Never Leave It to the Imagination

Earlier in this 1987 interview, Barker states that he wanted his short story collection, “Books of Blood,” to be like Woody Allen’s Everything You Wanted to Know About Sex (But Were Afraid to Ask), except for horror: an exploration of the most depraved and terrifying scenarios he could think of. This line of thinking clearly extended to his filmmaking.

Be Your Spectator’s Mad Man

“I don’t like PG-13 horror movies. I think they’re a contradiction in terms. When I was younger, and I’d go and see a horror movie, the whole point was to feel like you’re in the hands of a mad man. To pay respect to the originator of that quote, it was Wes Craven who said it. He said that a film viewer, a spectator, needs to come in and feel as though the person behind the camera is crazy. I think that’s true. I think you do want to have a sense that Barker’s probably a twisted, sick little fuck. Because that’s the experience you’re going to look at, right? If you feel it’s all a sham…It isn’t a sham with me. I am a twisted little fuck.”

Let Your Subconscious Erupt into Form

Your subconscious is telling you something when you dream and when you suffer from nightmares. It’s best to listen to it.

Sexuality and Social Difference are People’s Greatest Fears

In his 1997 appearance on Politically Incorrect with Bill Maher, Barker, the onetime “future of horror,” actually debates co-habitation laws with a onetime witch.

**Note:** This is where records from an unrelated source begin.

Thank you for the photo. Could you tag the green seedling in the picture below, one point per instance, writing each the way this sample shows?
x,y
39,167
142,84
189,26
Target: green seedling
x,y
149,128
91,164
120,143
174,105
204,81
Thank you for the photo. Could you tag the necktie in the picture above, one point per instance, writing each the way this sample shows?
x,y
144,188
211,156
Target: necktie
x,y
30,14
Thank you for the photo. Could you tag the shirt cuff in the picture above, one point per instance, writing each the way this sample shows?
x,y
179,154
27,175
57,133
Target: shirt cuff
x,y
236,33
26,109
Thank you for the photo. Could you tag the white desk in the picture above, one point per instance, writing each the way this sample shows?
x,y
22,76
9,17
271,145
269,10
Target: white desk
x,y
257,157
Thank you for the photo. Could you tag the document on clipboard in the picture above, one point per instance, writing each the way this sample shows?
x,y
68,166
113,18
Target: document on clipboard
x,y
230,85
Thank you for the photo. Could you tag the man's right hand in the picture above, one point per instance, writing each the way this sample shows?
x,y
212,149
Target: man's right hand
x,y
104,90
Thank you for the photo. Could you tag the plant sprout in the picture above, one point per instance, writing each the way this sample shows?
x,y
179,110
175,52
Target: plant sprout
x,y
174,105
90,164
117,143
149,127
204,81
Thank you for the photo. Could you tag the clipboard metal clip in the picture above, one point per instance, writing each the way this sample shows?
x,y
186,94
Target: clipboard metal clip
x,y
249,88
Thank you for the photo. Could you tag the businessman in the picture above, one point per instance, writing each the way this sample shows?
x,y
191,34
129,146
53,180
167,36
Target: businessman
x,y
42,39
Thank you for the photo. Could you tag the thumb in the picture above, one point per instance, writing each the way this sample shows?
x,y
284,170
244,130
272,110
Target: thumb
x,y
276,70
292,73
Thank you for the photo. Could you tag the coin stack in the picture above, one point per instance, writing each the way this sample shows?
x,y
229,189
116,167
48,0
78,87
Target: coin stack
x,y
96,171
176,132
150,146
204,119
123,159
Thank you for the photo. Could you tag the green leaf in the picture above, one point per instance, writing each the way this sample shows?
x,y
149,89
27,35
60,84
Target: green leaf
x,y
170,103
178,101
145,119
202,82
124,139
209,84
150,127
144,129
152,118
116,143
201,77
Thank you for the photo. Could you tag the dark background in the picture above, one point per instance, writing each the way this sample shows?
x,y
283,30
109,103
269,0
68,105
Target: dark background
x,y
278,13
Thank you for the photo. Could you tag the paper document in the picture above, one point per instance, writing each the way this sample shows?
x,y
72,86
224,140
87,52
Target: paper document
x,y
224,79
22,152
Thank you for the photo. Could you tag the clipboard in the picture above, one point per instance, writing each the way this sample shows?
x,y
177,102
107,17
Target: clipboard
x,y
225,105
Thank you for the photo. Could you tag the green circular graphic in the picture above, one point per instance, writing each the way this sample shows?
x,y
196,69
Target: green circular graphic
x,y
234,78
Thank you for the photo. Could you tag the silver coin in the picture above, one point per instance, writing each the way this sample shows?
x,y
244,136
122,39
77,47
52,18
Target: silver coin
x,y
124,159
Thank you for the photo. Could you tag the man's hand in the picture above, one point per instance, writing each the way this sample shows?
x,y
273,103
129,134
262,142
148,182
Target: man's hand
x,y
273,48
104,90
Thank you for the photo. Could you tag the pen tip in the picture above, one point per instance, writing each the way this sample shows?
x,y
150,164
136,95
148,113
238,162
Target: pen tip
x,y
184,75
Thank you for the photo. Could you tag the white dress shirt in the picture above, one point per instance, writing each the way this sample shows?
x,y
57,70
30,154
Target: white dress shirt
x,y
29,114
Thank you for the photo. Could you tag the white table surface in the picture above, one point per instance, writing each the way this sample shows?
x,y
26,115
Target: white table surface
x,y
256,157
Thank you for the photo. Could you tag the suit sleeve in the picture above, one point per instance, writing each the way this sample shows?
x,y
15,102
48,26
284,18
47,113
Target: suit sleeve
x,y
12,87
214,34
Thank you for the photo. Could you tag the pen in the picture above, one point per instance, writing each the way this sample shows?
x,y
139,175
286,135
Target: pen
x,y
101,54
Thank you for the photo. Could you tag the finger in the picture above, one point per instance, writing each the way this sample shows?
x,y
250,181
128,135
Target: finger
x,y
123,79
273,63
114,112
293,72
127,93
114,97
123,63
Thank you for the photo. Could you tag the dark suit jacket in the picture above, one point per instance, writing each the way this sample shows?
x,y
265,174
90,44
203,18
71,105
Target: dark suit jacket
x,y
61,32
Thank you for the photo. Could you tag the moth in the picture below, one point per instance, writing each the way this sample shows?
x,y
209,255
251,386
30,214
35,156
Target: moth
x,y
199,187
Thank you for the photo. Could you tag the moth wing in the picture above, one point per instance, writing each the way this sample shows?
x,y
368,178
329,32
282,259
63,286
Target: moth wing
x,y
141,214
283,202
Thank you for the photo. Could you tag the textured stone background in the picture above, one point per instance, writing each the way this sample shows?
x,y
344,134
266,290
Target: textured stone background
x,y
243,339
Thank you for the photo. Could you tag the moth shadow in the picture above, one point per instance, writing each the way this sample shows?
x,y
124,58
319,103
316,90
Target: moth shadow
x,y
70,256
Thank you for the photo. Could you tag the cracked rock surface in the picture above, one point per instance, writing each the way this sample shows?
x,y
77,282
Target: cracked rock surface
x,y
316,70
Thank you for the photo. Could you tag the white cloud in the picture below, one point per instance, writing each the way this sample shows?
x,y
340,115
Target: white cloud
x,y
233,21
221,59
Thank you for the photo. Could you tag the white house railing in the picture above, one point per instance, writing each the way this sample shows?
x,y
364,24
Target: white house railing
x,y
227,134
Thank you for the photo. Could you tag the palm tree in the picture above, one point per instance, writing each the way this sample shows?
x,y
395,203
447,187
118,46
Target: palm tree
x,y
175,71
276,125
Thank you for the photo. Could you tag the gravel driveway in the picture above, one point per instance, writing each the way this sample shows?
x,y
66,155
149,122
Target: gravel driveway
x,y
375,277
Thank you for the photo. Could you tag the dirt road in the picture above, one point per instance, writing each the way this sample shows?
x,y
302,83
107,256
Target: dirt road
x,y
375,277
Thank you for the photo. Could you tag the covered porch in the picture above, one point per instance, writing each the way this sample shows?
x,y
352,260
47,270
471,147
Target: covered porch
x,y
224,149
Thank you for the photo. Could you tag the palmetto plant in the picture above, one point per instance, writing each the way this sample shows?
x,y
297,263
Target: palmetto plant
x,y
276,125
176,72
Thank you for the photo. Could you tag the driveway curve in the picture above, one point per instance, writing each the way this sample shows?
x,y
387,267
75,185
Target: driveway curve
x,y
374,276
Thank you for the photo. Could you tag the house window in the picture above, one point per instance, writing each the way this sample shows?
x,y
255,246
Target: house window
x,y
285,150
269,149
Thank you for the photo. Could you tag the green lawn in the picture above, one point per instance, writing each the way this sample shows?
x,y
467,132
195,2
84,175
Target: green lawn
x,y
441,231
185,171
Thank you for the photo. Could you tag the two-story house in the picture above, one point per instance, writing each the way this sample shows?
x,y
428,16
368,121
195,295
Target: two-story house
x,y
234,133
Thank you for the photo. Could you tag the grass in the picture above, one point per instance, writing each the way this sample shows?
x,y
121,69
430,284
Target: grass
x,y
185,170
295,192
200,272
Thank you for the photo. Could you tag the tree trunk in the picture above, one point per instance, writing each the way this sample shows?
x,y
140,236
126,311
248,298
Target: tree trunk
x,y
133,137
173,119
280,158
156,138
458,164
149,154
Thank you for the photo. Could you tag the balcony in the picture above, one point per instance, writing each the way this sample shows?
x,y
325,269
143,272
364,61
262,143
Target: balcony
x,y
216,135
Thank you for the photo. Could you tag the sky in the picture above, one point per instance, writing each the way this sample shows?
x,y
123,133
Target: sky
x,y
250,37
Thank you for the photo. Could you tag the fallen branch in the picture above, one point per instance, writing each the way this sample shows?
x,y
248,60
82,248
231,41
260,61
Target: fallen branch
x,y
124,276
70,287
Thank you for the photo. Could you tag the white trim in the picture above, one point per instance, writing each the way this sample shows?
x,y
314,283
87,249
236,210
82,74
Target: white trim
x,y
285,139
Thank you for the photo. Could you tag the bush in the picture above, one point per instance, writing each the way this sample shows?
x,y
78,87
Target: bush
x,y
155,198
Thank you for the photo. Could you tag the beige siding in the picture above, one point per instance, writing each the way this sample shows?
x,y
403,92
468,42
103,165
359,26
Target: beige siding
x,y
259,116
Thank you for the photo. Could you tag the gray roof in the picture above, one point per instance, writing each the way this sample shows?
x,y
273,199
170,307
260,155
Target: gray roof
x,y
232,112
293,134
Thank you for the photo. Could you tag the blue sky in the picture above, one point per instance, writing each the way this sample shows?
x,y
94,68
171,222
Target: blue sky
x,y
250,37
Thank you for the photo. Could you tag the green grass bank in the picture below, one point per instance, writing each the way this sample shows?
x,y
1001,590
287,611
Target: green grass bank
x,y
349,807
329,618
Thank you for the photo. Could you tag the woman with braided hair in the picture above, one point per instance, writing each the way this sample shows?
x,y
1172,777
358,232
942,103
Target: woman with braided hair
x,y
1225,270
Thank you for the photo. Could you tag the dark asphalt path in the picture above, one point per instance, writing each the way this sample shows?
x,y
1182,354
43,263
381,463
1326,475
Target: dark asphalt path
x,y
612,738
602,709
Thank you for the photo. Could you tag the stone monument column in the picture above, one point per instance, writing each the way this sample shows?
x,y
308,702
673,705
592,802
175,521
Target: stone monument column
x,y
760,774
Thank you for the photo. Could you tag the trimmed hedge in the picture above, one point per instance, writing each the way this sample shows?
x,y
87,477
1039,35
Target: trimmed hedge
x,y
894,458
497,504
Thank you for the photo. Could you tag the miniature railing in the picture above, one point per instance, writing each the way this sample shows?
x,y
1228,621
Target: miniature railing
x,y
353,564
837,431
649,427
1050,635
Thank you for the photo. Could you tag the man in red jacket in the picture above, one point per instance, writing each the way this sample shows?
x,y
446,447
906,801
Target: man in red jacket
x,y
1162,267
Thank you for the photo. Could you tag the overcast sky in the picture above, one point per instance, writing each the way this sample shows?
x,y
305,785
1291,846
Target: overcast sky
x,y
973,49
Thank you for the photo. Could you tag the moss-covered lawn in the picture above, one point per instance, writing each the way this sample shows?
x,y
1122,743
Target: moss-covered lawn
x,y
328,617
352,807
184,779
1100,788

Examine Barker’s use of the term “fear” after the three-minute mark, and how he calls out O’Donnell’s homophobia as an unacknowledged fear of sexual difference. We don’t tend to equate social phobias and prejudices with the explicit objects of fear presented in fantastical horror films, but Barker’s work explores this territory repeatedly.

In his short story “The Forbidden,” adapted as Candyman, Barker makes the object of fear someone who resides in an economically impoverished tenement, thus dealing head-on with class-based prejudice. In Nightbreed, Barker uses a monster underground as a sledgehammer of a metaphor for social pariahs, making the outcasts the heroes of the story and staging an inter-species romance at its center (an aspect of the film reportedly emphasized in the recently released director’s cut). In a less coherent representation of sexual minorities, Barker’s costuming for Hellraiser’s cenobites was inspired by BDSM culture.

To varying degrees, Barker’s work uses the potential for allegory in genre filmmaking in order to explore layers of fear both evident and unacknowledged.

Final Thoughts: Time is Kind to Generic Work

This statement is certainly true for Barker, whose Hellraiser has only grown in stature since it made its debut as a curious cinematic object 27 years ago. Nightbreed is enjoying a peak of reconsideration, with its director’s cut revealing a story that was far more invested in the lives of, and differences between, underground monsters than the slasher/action film it was misleadingly advertised to be. Works of genre, in particular, might be invisible in the present, but can reveal a sensibility ahead of their time in the future. Barker’s reputation has varied across his years of work within various media, but it is a reputation that has endured by the very fact that such a varied body of work exists.

Point being, time can do a lot of good for art, and works that are ignored or misunderstood now can become vitally important in the future. If your work doesn’t connect now, don’t fret. Keep going back to your equivalent of a backyard puppet theater and make more art, in whatever form you see fit.